All of lore.kernel.org
 help / color / mirror / Atom feed
* [Lustre-devel] extend lnet_notify to public LNet API
@ 2010-11-16 16:00 Nic Henke
  2010-11-17  3:00 ` liang Zhen
                   ` (2 more replies)
  0 siblings, 3 replies; 7+ messages in thread
From: Nic Henke @ 2010-11-16 16:00 UTC (permalink / raw)
  To: lustre-devel

We'd like to allow upper layers (Lustre, Cray DVS, etc) to register a 
callback that would be called from lnet_notify. This will allow them to 
be notified when the lower layers have seen network problems between 
NIDs and let them take appropriate action. The upper layer could also be 
notified when that peer has returned to 'network health' after the LND 
gets its act together.

This would help allow upper layers to aggressively resend/reconnect in 
the cases where all TX have completed successfully (meaning no LNet -EIO 
on LND errors) but there are LNET_MSG_ACK or other REPLY traffic 
outstanding.

Initial proposal is on the verbose side, giving all data that 
lnet_notify sees:
- lnet_nid_t
- is_alive (boolean)
- cfs_time_t when (unsigned long on Linux) - jiffies when last alive

Is this workable and likely to be accepted up-stream ?

Nic

^ permalink raw reply	[flat|nested] 7+ messages in thread

* [Lustre-devel] extend lnet_notify to public LNet API
  2010-11-16 16:00 [Lustre-devel] extend lnet_notify to public LNet API Nic Henke
@ 2010-11-17  3:00 ` liang Zhen
  2010-11-17  7:52 ` Alexey Lyashkov
  2010-11-22 17:29 ` Nic Henke
  2 siblings, 0 replies; 7+ messages in thread
From: liang Zhen @ 2010-11-17  3:00 UTC (permalink / raw)
  To: lustre-devel

Nic,

Are you suggesting to provide a new API like:

int LNetNotificationAttach(lnet_notification_callback_t callback);

to register a global callback for LNet, the callback will be called on 
any lnet_notify_locked? If so I don't see any reason we can't do this, 
at least from my point of view. One thing we need to concern is that we 
can't get such a notification for remote peers because no direct 
connection with them in LNDs, we can only get notification for routers 
but upper layer wouldn't be so interested in routers.

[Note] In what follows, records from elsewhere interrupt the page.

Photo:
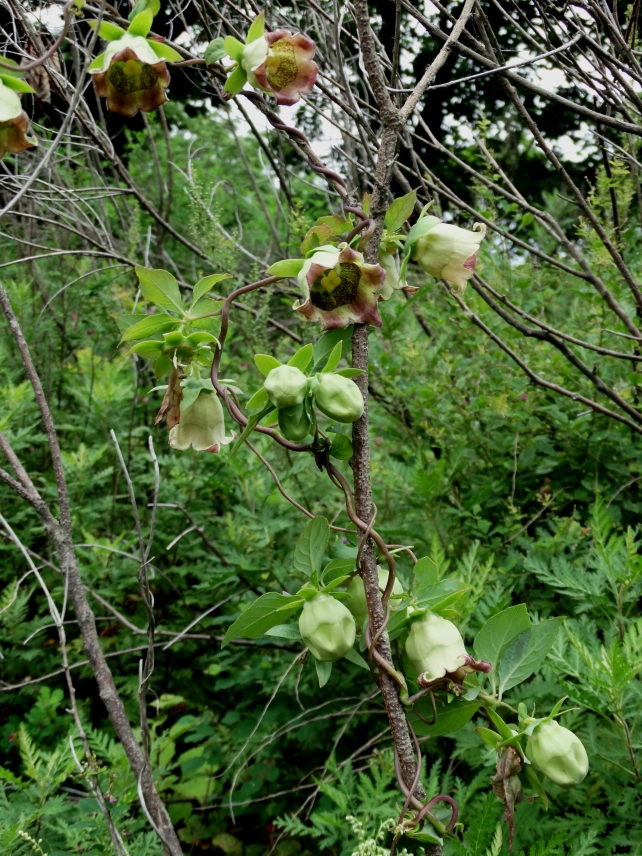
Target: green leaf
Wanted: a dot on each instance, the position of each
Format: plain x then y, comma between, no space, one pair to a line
265,363
257,28
442,595
15,83
159,287
258,400
426,574
148,326
355,657
285,631
141,24
527,653
164,51
450,718
399,211
326,343
233,48
286,268
499,632
505,732
341,447
107,31
266,612
490,738
311,546
215,51
142,5
301,360
236,81
537,785
207,284
350,372
334,359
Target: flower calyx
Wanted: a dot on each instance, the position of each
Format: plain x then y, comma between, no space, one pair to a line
14,123
132,72
277,63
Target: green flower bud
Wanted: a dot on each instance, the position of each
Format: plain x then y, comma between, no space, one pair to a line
435,646
327,628
286,386
339,398
294,423
357,602
557,753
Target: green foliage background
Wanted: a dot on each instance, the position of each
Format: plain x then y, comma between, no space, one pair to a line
518,492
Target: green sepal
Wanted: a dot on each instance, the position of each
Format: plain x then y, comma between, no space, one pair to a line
141,24
233,48
142,5
151,349
286,267
97,63
350,372
324,670
215,51
265,363
107,31
236,81
258,400
257,28
164,51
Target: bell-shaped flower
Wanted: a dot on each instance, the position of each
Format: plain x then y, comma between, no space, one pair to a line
557,753
327,628
448,252
436,650
286,386
14,123
277,63
201,426
338,397
339,288
131,74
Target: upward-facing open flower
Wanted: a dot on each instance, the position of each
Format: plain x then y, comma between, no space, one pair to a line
201,426
14,123
285,68
339,288
131,74
277,63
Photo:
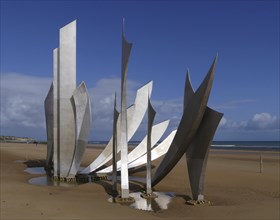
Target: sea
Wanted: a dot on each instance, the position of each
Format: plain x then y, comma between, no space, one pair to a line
226,145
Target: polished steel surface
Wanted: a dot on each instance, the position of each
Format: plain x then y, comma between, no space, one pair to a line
115,152
141,149
187,128
67,85
135,115
49,125
197,153
126,49
151,117
56,164
82,109
156,152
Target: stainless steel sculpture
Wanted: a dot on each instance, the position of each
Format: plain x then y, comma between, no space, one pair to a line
141,149
66,87
68,110
126,48
68,121
197,153
49,123
115,141
135,115
156,152
187,128
151,116
82,108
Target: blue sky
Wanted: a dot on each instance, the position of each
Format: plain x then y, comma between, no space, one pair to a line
168,37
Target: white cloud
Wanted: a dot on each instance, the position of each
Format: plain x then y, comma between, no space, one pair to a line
22,99
233,104
260,121
263,121
22,110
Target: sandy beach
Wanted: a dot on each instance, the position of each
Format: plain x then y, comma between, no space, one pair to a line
233,184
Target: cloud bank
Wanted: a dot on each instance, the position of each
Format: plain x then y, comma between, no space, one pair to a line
22,111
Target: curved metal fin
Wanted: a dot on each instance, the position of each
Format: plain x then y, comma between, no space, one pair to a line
49,125
191,119
135,115
197,154
156,152
82,109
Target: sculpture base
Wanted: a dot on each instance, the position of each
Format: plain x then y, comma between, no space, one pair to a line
198,202
124,200
148,195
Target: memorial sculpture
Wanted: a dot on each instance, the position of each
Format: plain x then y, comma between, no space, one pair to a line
68,121
68,110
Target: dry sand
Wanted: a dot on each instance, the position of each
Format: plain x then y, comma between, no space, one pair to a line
233,183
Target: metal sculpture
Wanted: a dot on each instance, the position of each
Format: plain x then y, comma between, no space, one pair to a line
68,121
68,109
141,148
135,115
151,116
115,141
187,128
126,48
197,153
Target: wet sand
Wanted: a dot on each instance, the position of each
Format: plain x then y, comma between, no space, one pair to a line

Also, seems to me it's a much bigger change in upper layer than in LNet.

Regards
Liang

On 11/17/10 12:00 AM, Nic Henke wrote:
> We'd like to allow upper layers (Lustre, Cray DVS, etc) to register a
> callback that would be called from lnet_notify. This will allow them to
> be notified when the lower layers have seen network problems between
> NIDs and let them take appropriate action. The upper layer could also be
> notified when that peer has returned to 'network health' after the LND
> gets its act together.
>
> This would help allow upper layers to aggressively resend/reconnect in
> the cases where all TX have completed successfully (meaning no LNet -EIO
> on LND errors) but there are LNET_MSG_ACK or other REPLY traffic
> outstanding.
>
> Initial proposal is on the verbose side, giving all data that
> lnet_notify sees:
> - lnet_nid_t
> - is_alive (boolean)
> - cfs_time_t when (unsigned long on Linux) - jiffies when last alive
>
> Is this workable and likely to be accepted up-stream ?
>
> Nic
> _______________________________________________
> Lustre-devel mailing list
> Lustre-devel at lists.lustre.org
> http://lists.lustre.org/mailman/listinfo/lustre-devel

^ permalink raw reply	[flat|nested] 7+ messages in thread

* [Lustre-devel] extend lnet_notify to public LNet API
  2010-11-16 16:00 [Lustre-devel] extend lnet_notify to public LNet API Nic Henke
  2010-11-17  3:00 ` liang Zhen
@ 2010-11-17  7:52 ` Alexey Lyashkov
  2010-11-17 14:59   ` Nic Henke
  2010-11-22 17:29 ` Nic Henke
  2 siblings, 1 reply; 7+ messages in thread
From: Alexey Lyashkov @ 2010-11-17  7:52 UTC (permalink / raw)
  To: lustre-devel

Nic,

that idea discussed some time ago (as i remember with green and maxim), but have some objection.
Currently LNet hide from ptlrpc layer any network flaps, and LNet will resend request without notify ptlrpc about flap until ptlrpc request timeout.
But if ptlrpc will see node down event, ptlrpc will try reconnect  - that will produce extra overhead, because need to resend too much requests from sending and delay lists instead of lots requests in network flap time.
So, you need separate network flap from node down situation - before implementing that.
currently node marked down if node don't respond for request in ptlrpc timeout, which include network transmit and processing times, but it different then LNet message timeout.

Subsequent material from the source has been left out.